Notre rapporteur nous a indiqué ce matin avoir reçu la confirmation de la Chancellerie que des instructions avaient été transmises, afin de mieux sanctionner les entraves lorsqu’elles entrent dans le champ de l’article 431-1, ainsi que les intrusions, les vols et violences avérés. C’est donc la preuve que notre collègue Jean-Noël Cardoux a été entendu et que le droit en vigueur permet déjà, à lui seul, à condition d’être mieux appliqué, de protéger les intérêts des professionnels concernés.

Conformément aux arguments juridiques de clarté de la loi pénale et de proportionnalité qui ont été avancés en commission des lois, nous nous inquiétons des atteintes aux libertés d’expression et de manifestation qui pourraient en résulter, y compris d’ailleurs pour les professions que la proposition de loi vise à protéger ! Ces réserves ont d’ailleurs donné à un premier rejet du texte par la commission des lois.

Pour y remédier, la proposition de loi remplace les termes « à l’aide de menaces » par les termes « par tous moyens ». En outre, la notion de délit d’entrave serait étendue, cette fois aux actions visant à « empêcher la tenue de tout évènement ou l’exercice de toute activité autorisée par la loi ».

La mention « par tous moyens » pourrait donner lieu à des interprétations plus extensives dans les juridictions, alors que la rédaction actuelle bénéficie d’une interprétation stable et restrictive.

En commission, nos voix ont été à l’unisson pour s’opposer à l’adoption de dispositions pénales manquant de caractérisation, donc de clarté.

Dans la même veine, le principe de proportionnalité des peines, constitutionnellement garanti, s’oppose à ce que soient sanctionnées de la même manière des entraves à l’exercice des libertés fondamentales et celles d’activités de loisirs ou encore toute autre activité, simplement parce que celles-ci seraient « autorisée[s] par la loi ».
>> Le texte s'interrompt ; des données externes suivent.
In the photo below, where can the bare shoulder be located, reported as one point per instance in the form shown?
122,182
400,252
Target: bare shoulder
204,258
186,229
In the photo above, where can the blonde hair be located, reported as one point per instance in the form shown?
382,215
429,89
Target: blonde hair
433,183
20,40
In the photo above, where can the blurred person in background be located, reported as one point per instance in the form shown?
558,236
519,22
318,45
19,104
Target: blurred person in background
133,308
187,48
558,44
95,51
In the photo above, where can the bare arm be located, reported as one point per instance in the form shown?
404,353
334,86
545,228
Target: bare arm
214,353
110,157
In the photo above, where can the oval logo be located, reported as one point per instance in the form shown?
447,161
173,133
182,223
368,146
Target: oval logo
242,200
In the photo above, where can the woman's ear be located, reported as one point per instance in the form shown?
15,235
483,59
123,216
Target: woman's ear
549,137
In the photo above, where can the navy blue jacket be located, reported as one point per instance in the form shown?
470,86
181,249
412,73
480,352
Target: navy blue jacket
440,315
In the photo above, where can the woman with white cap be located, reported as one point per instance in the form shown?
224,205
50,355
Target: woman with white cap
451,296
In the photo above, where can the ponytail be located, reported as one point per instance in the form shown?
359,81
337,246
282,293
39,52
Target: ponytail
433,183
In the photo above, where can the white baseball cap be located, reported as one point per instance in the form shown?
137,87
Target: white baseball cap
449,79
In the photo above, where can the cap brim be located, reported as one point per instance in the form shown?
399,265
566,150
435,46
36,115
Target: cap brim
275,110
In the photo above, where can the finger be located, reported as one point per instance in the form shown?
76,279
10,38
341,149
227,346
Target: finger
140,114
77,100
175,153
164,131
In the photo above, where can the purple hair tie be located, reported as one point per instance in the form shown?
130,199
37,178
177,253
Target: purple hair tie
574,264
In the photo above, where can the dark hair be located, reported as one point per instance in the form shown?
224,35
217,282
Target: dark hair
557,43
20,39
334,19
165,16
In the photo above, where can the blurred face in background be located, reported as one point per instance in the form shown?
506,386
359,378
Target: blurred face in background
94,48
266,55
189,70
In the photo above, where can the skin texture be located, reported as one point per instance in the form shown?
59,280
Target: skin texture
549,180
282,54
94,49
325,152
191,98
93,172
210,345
Par ailleurs, lorsque l’article 431-1 a été inséré dans le code pénal, l’objectif était de créer un délit spécifique pour sanctionner la perturbation de l’exercice de certaines libertés fondamentales, avec des garde-fous : il faut prouver une action concertée et l’existence de menaces. En plus de cet article existent d’autres dispositions pénales permettant de condamner les auteurs de violences ou menaces de violences.
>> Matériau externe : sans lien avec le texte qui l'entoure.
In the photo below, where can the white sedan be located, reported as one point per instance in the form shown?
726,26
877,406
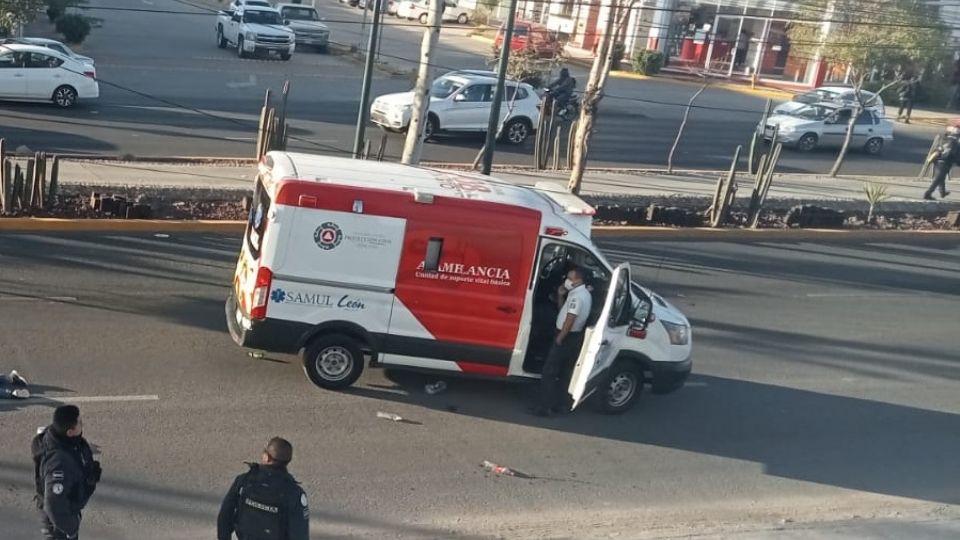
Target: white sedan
420,10
50,44
460,102
35,73
825,125
838,95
En définitive, si nous nous indignons face à tout ce qui fait obstacle à l’exercice de libertés, une majorité du groupe RDSE considère qu’il n’est pas opportun d’élargir le champ d’application de l’article 431-1 du code pénal.

Or les dispositions de l’amendement Prince, qui ont obtenu l’avis favorable de la commission des lois ce matin, ne permettent pas de lever toutes nos inquiétudes. Leur adoption rajouterait en effet un risque d’instabilité jurisprudentielle, en insérant les notions d’« obstructions ou intrusions ». En outre, elles ne restreignent pas suffisamment l’application du délit d’entrave aux activités sportives ou de loisir. La notion d’activité « exercée dans un cadre légal » nous paraît trop vaste.

Nous sommes toutefois désireux d’apporter une réponse utile au problème posé par ces « obstructions ou intrusions », qui sont une source d’angoisses pour nos concitoyens sur le terrain.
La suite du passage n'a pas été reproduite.